O adiamento da votação do projeto de lei que altera o indexador da dívida de Estados e municípios, que estava na pauta do Senado, foi bem visto pelo mercado, sinalizando uma vitória do governo nas negociações com o Senado. Além disso, ficou acertado que o senador Romero Jucá (PMDB-RR) irá apresentar uma emenda ao texto do projeto de lei para que ele seja regulamentado até 31 de janeiro de 2016, evitando assim um prejuízo de R$ 3 bilhões para o governo, que afetaria o resultado fiscal deste ano. No entanto, o mercado segue cauteloso uma vez que essa questão ainda está na pauta.

Atritos entre o governo e o Congresso vêm dificultando a aprovação do ajuste, deixando investidores preocupados. No mês passado, o dólar sofreu fortes oscilações devido a incertezas com a viabilidade do ajuste.

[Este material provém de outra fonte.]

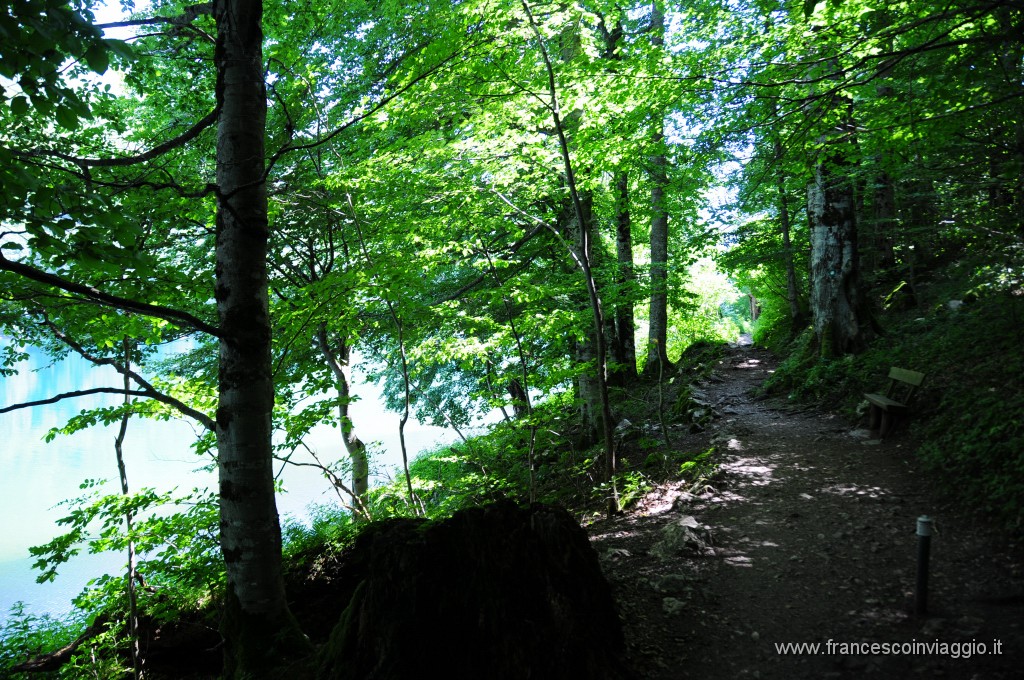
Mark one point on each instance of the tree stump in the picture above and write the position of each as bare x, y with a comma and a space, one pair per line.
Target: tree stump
499, 592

Fim das atuações do Banco Central no câmbio
Hoje foi o primeiro dia após o fim do programa de atuações do Banco Central no mercado de câmbio; o BC vendia, todo dia, novos contratos de swap cambial tradicional (equivalentes à venda futura de dólares) com o objetivo de evitar um forte avanço da moeda norte-americana.

O BC, no entanto, deve continuar rolando os contratos –vendidos no passado- que vencem no começo de todo mês.

Nesta sessão, o BC realizou o primeiro leilão de rolagem dos swaps que vencem em 4 de maio. Foram vendidos 10,6 mil contratos: 4.000 para 1º de março de 2016 e os outros 6.600 com vencimento 3 de outubro do ano que vem.

A operação movimentou o equivalente a US$ 512 milhões. Com isso, o BC rolou o equivalente a cerca de 5% do lote total, correspondente a US$ 10,115 bilhões.